By: David A Fein, MD
Medical Director
Princeton Longevity Center
Microplastics and nanoplastics (MNPs) are tiny particles of plastic, less than 5 mm long but often too small to even be visible, that are either intentionally added to consumer goods or result from the breakdown of larger plastics. Today, these particles are everywhere in our environment. They easily pass through water filtration systems and accumulate in lakes and oceans, and are also found in the particulate air pollution. Multiple studies have shown that these particles enter the human body through ingestion, inhalation, and skin exposure and accumulate in and interact with tissues and organs like the placenta, lungs, liver, and blood.

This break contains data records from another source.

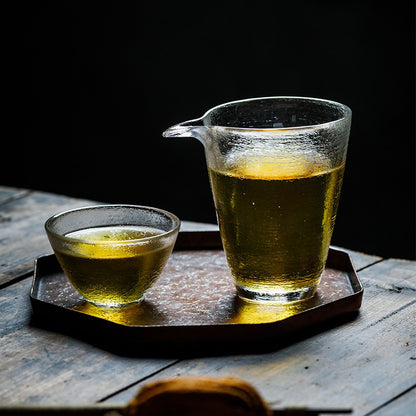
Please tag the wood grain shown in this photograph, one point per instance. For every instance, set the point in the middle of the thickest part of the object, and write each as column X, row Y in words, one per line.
column 360, row 365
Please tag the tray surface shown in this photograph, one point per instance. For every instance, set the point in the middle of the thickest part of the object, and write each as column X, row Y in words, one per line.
column 196, row 290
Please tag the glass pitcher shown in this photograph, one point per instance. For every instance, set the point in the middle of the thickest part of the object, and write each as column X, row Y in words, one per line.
column 276, row 166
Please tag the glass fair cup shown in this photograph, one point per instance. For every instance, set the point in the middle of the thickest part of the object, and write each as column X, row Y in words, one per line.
column 276, row 166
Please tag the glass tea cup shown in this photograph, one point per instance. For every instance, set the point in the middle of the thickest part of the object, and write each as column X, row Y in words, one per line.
column 112, row 254
column 276, row 166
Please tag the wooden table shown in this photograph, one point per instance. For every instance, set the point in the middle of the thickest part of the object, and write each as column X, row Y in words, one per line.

Now, a growing body of research suggesting possible links between microplastics (and especially nanoplastics) and effects on the brain, including neurodegenerative disorders.

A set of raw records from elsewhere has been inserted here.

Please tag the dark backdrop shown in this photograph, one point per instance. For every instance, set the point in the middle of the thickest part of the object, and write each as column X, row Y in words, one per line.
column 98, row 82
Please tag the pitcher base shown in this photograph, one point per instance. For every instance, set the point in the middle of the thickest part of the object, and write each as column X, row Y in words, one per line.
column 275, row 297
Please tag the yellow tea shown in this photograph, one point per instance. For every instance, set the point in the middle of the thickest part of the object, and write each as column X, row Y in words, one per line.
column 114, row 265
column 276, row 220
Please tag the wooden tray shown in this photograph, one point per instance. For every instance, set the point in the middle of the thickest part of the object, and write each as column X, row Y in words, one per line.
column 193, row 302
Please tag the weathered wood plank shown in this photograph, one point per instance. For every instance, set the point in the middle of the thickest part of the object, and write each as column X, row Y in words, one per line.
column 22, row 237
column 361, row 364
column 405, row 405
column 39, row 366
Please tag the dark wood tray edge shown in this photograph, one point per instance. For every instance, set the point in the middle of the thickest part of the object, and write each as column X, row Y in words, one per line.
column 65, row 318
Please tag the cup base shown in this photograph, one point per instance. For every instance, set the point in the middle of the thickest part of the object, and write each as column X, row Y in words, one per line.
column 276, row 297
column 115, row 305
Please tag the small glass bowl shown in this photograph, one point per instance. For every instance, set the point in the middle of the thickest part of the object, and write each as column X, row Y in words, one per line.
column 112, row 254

Alarmingly high levels of microplastics accumulate in the human brain, at concentrations significantly higher than in other organs, and these levels have been increasing over time. Recent studies report brain microplastic/nanoplastic levels in non-dementia samples of about 3,000-5,000 µg per gram of frontal cortex tissue. That corresponds to several grams of plastic particles potentially in a human brain. So when media talk about “a spoon’s worth” (a few grams) of plastic particles already in your brain, that is in the ballpark of these rough extrapolations
A study from the University of New Mexico compared brain tissue samples from people who died in 2016 vs 2024, some of whom had dementia. They found microplastic (and nanoplastic) levels in the brain that were higher than in liver or kidney, and significantly higher in brains from dementia cases than those without dementia. Tissue samples from people with dementia had up to 10 times the accumulation of microplastics in their brains as those with no dementia diagnosis, The authors cautioned strongly that this is association, not proof of causation. For example, dementia could itself lead to changes (e.g. in blood-brain barrier integrity, or in brain clearance mechanisms) that increase accumulation.

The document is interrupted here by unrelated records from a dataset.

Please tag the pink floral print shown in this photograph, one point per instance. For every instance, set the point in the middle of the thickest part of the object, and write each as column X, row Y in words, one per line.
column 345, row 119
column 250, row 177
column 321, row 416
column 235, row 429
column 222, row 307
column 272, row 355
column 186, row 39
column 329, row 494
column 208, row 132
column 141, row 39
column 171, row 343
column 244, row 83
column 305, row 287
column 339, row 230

Animal and cell-studies also point toward mechanisms consistent with worsening Alzheimer’s-like pathology after plastic or nanoparticle exposure. There are specific mouse strains that are used as research models for Alzheimer’s disease. In an experiment that exposed those mice to nanoplastics, the exposure increased amyloid-beta plaque deposition in their brains which may be an indication of increasing progression of Alzheimer’s disease.
Another study looked at a specific type of microplastic, polystyrene, and found that polystyrene microparticle promoted worsening cognitive impairment in mice with Alzheimer’s and also increased markers of inflammation in the brain.
Microplastics may also interact with other genetic risk factors for neurologic disease. A recent study explored how plastic exposure interacts with known Alzheimer’s risk genes, particularly APOE4 (which in humans is associated with higher Alzheimer’s risk). In mice carrying APOE4, microplastic exposure led to more rapid and increased cognitive declines, and changes in markers of brain inflammation.
On-going research has suggested several possible pathways that microplastics may damage brain and other tissues. Microplastics may increase production of reactive oxygen species leading to increased oxidative stress in neural tissue. The Increased evidence of inflammation in the nervous system that has been seen in many models may possibly be a result of the oxidative stress. There is also evidence that nanoparticles disrupt mitochondrial activity in neurons. Impaired mitochondrial function has been proposed as one of the underlying pathologies in Alzheimer’s, Parkinsons and other neurodegenerative diseases. And in some animal models microplastics lead to changes in levels or function of neurotransmitters.
All of this is concerning about the possible dangers of plastics accumulating in our brains. But there are some caveats. Most of the work has been done in animal models or cell cultures. Translating that to human disease is tricky. Additionally, the doses of particles used in some of the experimental models may not correspond to what humans are typically exposed to. And most important of all, correlation does not equal causation. We are not yet certain that the increased presence of plastics in the brain of people with neurodegenerative disease is the cause of the disease versus the higher levels being the result of pre-existing disease that simply makes it easier for the particles to enter the brain.
So, we are not yet at the point of being able to say there is proof that microplastics in the brain lead to neurodegenerative disease in humans. But there is reason for concern. Microplastics do get into the brain and may worsen the processes known to be involved in degenerative disease. It may take decades for more research to definitively prove the link between exposure and disease. But by then, it is likely you will have already accumulated a high burden of microplastics in your body and once they are in the brain, getting them out may be difficult. Taking steps now to limit your exposure to microplastics would appear to be a prudent investment in your future health.